Targeting Resistant KIT Mutations: The Therapeutic Potential of DCC-2618 in Advanced Cancer Models

Mutations in the KIT kinase are linked to various cancers such as GIST, SM, MCL, melanoma, and AML. The compound DCC-2618 was developed as a potent inhibitor of exon 17 KIT mutations, which are typically resistant to standard tyrosine kinase inhibitors.

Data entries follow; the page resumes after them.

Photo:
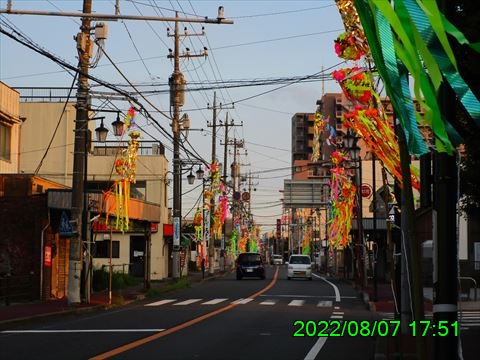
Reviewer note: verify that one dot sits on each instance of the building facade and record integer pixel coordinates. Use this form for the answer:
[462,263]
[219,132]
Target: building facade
[47,150]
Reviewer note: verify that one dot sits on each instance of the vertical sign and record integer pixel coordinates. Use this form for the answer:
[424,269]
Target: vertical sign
[176,231]
[206,224]
[47,256]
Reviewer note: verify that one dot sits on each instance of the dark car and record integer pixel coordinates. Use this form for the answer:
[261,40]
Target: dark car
[250,265]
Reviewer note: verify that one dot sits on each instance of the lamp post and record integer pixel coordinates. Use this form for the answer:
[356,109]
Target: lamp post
[350,142]
[101,135]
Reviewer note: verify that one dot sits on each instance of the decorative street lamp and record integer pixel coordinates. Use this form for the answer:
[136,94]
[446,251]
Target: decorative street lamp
[101,131]
[118,126]
[190,178]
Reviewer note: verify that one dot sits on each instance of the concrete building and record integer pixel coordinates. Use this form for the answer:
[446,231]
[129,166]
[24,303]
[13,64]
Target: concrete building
[10,123]
[47,150]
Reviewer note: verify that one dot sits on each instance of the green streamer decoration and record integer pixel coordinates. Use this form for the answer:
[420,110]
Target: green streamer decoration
[412,39]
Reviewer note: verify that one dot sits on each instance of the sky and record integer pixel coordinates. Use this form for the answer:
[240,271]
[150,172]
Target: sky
[278,42]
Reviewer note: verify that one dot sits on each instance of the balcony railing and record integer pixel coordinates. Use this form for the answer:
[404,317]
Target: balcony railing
[112,148]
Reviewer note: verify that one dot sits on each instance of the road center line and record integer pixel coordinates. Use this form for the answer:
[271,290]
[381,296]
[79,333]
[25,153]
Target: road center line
[184,325]
[59,331]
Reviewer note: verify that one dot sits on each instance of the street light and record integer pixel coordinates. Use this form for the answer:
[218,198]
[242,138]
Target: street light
[350,142]
[190,178]
[101,131]
[118,126]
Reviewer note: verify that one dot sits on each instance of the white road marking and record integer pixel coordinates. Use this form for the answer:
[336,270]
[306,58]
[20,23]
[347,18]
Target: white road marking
[161,302]
[242,301]
[187,302]
[296,303]
[214,301]
[324,303]
[78,331]
[312,354]
[268,302]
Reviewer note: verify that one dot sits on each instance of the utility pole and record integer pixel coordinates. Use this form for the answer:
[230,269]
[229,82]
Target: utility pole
[84,45]
[177,99]
[211,243]
[445,199]
[225,160]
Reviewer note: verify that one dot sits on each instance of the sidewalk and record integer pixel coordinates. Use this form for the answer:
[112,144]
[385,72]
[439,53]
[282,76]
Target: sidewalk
[19,312]
[406,346]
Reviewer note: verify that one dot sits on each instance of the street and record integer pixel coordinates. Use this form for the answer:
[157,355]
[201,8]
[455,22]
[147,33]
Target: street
[219,319]
[222,318]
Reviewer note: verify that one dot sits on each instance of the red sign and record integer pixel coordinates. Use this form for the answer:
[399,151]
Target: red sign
[366,190]
[167,229]
[47,256]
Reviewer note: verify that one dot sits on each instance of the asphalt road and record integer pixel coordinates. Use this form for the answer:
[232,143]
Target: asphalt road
[223,318]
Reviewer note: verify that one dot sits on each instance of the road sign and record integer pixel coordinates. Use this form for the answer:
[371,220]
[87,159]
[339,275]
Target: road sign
[367,190]
[176,231]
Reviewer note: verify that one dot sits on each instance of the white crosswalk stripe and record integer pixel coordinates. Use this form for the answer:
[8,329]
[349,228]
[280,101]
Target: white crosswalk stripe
[296,303]
[214,301]
[324,303]
[161,302]
[268,302]
[187,302]
[242,301]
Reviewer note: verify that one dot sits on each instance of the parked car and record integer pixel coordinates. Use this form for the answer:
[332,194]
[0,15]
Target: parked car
[299,266]
[277,259]
[250,265]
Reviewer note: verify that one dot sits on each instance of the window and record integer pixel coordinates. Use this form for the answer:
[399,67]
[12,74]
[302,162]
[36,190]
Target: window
[101,249]
[5,141]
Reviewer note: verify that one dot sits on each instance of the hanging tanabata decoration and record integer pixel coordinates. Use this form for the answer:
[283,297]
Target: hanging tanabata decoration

The inhibitory effects of DCC-2618 on different KIT isoforms were evaluated using a standard spectrophotometric assay. CHO cells were used to express mutant KIT or PDGFRα, and the compound's impact on phosphorylation levels was measured through ELISA or western blot. The proliferation of several cell lines was assessed using a fluorescent dye, with experiments conducted in triplicate. In vivo studies were carried out using xenograft models.

DCC-2618 showed nanomolar potency against multiple KIT forms, including wild-type and various mutations. It effectively inhibited exon 17, exon 9/13, exon 9/14, and exon 9/17 KIT mutations, as well as exon 11/17 KIT mutations with primary or secondary mutations. In the MO7e cell line, DCC-2618 inhibited wild type KIT phosphorylation with an IC50 of 36 nM. It also potently inhibited KIT activation in human GIST cell lines and murine mastocytosis P815 cell line with specific mutations.

In vivo, DCC-2618 at a dose of 50 mg/kg resulted in significant inhibition of KIT phosphorylation in the GIST T1 xenograft model and nearly complete tumor stasis when administered twice daily. It also induced tumor regressions in PDX GIST and AML xenograft models with specific KIT mutations.

DCC-2618 is a strong inhibitor of KIT with single and double mutations, including exon 17 mutations resistant to current inhibitors. It has potential as a treatment for KIT-driven cancers and is being developed for clinical trials. The study was presented at the 106th Annual Meeting of the American Association for Cancer Research.